Email Mining for Journalists
M. Edward (Ed) Borasky
December 17, 2013
Corpora
- A corpus (plural corpora) is a collection of documents
- In the tm package (Feinerer et al. 2008 ), there are two types of corpora
- Volatile: Resides in RAM (but can be saved to and restored from disk!)
- Permanent: Resides on disk with only some indexing in RAM
Typical Text Cleaning Operations
- Remove Non-ASCII characters
- Remove numbers
- Consolidate whitespace
- Remove punctuation
- Convert to all lower case
- Can be done in almost any programming language via regular expressions
Stemming
- Replace variations on a word with its stem
- Most often done using an algorithm called the Porter Stemmer
- You'll also see the term Snowball - that's the implemented version
- Example: replace “stem”, “stems”, “stemmer”, “stemming”, “stemmed” with “stem”.
Stopwords
- Frequently occurring words with little semantic value
- Examples: a, an, and, or, this, …
- Stopword removal cuts down the dataset size and run time
- Defining stopwords depends on what's in the corpus
- Usually start with a predefined set and add more stopwords
Bag of Words
- A document is treated as a bag of words
- After you've cleaned a document you have a bag
- aka multiset - like a set but can have more than one copy of an element
- like a set, order doesn't matter
- Of words - we got rid of the numbers, punctuation, etc.

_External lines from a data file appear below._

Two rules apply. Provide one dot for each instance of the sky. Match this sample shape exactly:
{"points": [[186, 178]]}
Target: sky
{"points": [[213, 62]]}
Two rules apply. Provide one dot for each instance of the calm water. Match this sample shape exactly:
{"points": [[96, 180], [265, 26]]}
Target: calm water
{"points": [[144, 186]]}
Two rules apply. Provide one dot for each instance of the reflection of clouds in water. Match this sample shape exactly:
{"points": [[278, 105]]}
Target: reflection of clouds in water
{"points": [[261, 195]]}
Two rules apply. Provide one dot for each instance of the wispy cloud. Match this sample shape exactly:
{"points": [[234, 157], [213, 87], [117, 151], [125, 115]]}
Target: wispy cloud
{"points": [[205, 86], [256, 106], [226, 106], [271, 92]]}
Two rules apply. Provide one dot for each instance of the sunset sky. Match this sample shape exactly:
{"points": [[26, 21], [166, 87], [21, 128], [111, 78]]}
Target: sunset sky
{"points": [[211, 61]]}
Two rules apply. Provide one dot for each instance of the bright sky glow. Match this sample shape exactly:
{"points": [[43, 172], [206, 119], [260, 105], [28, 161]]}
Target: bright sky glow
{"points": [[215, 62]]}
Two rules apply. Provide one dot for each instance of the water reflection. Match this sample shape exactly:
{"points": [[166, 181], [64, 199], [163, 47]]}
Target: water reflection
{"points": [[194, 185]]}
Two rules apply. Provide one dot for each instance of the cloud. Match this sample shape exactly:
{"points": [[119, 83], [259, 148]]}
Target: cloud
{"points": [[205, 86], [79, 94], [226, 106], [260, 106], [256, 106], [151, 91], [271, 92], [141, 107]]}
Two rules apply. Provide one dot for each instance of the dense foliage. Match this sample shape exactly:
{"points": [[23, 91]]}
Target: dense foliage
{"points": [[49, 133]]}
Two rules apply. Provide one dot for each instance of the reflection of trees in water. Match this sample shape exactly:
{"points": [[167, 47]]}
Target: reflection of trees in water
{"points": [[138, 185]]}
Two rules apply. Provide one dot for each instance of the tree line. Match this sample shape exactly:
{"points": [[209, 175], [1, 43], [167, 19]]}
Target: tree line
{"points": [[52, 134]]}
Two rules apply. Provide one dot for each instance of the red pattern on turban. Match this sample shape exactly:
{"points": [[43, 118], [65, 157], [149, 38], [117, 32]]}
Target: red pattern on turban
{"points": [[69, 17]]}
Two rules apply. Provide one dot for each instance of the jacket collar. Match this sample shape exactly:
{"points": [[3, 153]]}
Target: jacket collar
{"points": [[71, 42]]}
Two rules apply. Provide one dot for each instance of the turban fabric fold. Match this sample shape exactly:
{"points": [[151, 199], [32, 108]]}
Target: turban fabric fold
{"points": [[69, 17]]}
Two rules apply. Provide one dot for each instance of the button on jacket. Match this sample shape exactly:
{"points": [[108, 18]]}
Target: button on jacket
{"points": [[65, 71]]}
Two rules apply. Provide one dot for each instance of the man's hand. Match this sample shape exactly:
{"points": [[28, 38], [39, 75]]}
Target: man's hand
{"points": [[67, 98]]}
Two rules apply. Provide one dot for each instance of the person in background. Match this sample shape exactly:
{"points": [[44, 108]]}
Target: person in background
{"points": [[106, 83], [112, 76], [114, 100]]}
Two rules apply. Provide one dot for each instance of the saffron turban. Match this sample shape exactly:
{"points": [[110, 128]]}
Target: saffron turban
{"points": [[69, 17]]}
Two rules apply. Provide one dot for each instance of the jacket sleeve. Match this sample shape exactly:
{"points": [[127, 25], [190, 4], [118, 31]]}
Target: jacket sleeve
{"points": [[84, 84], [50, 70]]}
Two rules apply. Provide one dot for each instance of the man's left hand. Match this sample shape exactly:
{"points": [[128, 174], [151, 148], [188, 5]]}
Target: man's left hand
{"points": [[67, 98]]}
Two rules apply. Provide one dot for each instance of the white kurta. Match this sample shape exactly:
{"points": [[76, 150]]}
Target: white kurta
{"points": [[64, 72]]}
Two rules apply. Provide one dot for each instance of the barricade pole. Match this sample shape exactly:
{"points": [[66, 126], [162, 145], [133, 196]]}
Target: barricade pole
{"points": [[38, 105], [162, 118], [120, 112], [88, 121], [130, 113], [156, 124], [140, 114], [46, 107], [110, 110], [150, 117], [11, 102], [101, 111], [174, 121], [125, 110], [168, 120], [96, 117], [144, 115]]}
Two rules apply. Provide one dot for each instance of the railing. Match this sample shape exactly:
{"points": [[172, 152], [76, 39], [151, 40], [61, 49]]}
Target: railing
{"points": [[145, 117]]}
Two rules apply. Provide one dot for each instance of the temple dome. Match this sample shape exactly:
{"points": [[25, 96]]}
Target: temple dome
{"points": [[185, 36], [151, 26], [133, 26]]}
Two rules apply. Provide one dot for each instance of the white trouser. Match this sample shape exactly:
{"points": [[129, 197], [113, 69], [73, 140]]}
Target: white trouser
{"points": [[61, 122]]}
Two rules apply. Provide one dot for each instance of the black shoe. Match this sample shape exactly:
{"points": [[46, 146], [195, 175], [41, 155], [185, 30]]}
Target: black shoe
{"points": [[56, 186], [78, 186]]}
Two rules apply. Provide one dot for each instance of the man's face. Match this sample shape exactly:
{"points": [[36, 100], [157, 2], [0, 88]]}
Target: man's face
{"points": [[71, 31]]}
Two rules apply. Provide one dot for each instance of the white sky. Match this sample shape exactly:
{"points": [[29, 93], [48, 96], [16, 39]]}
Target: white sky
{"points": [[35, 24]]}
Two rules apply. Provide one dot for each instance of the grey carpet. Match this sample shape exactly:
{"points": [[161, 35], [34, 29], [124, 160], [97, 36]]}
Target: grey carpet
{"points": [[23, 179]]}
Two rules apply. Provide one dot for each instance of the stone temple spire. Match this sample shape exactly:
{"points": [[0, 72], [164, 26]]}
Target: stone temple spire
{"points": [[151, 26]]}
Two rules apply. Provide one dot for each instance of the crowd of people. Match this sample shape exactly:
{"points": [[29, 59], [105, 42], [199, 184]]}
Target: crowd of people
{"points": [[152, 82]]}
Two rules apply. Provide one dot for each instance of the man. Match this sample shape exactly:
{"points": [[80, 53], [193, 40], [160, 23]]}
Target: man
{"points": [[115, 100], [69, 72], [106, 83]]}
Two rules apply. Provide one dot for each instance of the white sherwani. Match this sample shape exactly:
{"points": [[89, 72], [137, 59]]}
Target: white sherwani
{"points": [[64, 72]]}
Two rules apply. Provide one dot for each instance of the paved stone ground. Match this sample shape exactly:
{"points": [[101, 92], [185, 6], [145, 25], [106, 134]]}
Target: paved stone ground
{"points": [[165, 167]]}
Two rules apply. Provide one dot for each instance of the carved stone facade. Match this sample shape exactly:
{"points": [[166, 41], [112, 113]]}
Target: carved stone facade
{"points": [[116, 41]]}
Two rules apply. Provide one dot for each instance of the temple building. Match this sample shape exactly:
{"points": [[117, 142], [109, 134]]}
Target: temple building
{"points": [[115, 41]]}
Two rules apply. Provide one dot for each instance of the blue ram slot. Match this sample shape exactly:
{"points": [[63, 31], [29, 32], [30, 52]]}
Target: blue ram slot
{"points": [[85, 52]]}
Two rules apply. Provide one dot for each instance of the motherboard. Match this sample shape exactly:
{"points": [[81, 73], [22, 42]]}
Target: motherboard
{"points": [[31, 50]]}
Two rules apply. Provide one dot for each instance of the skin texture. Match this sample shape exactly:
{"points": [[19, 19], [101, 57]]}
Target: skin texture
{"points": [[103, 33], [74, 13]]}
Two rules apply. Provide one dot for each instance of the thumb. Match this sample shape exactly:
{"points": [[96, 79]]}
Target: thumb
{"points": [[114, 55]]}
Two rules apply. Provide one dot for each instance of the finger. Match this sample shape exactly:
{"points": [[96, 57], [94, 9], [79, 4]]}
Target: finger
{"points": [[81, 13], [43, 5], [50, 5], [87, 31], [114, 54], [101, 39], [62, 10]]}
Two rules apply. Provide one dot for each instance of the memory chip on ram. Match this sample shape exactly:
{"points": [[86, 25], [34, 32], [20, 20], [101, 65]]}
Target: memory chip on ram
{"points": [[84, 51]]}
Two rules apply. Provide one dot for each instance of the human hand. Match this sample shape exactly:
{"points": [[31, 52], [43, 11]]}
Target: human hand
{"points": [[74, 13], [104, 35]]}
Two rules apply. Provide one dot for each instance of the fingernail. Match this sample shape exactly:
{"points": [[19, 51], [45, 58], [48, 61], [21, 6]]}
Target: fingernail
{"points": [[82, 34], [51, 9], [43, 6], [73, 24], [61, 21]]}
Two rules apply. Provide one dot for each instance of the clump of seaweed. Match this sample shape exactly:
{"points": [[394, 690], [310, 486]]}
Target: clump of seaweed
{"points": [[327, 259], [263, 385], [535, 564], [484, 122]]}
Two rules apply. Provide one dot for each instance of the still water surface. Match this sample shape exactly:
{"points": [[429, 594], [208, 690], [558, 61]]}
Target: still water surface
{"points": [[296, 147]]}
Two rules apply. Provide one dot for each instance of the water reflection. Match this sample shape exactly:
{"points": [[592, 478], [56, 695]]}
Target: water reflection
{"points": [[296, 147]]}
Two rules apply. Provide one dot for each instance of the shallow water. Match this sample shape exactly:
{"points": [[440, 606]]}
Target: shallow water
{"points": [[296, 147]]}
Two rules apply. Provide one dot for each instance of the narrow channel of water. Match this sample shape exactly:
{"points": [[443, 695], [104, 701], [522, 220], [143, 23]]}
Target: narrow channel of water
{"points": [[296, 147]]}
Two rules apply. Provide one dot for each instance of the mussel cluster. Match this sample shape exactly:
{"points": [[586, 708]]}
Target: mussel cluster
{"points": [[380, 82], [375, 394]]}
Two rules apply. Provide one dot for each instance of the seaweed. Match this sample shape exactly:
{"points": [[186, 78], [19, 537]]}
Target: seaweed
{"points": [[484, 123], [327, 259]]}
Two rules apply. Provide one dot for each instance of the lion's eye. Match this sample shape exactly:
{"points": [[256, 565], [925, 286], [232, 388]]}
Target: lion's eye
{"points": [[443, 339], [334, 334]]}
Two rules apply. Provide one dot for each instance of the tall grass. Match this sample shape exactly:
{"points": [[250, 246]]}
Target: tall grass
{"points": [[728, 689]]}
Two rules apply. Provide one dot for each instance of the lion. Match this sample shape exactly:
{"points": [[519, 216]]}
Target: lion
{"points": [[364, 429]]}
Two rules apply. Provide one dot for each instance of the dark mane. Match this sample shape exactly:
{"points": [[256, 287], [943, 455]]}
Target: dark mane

- we probably stemmed and maybe removed stopwords
- In the literature, you'll hear the words called terms or types
Document-Term Matrix
- We have some documents in our corpus - bags of words
- We'll call the words terms
- Make a matrix - a spreadsheet
- The row labels are documents
- The column labels are terms
- That's a document-term matrix
Ah, But What's in the Cells?
- Numbers!
- Three common options
- One if the term occurs in the document, zero if it doesn't
- The number of times the term occurs in the document
- A mathematical function of the number of times the term occurs in the document and corpus
The Document-Term Matrix is Sparse
- Most of the numbers are zero
- So usually you only have to store triples
- (document index, term index, non-zero value)
What Can You Do With a Matrix?
- Computational linear algebra, of course!
- Most text mining algorithms are based on linear algebra / vector spaces
- Programming language choices
- R and Python both have good libraries for this
- The hard stuff is usually done via C/C++
- A lot of Java code out there too
Wait - You Mangled the Documents - How Can This Possibly Work?
- It works surprisingly well, actually
- The tricky part is visualizing the multi-dimensional objects
- See Landauer et al. (2007) for some of the math and applications
One Final Note
- The transpose of a document-term matrix is called … wait for it …
- A term-document matrix!
- You'll see both in the literature
- We'll stick with document-term matrix
- That's the way R Commander's text mining code works
Tools - R Commander and RcmdrPlugin.temis
R Commander
- R Commander (Fox, 2005 ) is a general purpose GUI for R
- Most common packaged analyses are available
- Can generate reports and web pages
- Can save a script of the processing for documentation or later execution!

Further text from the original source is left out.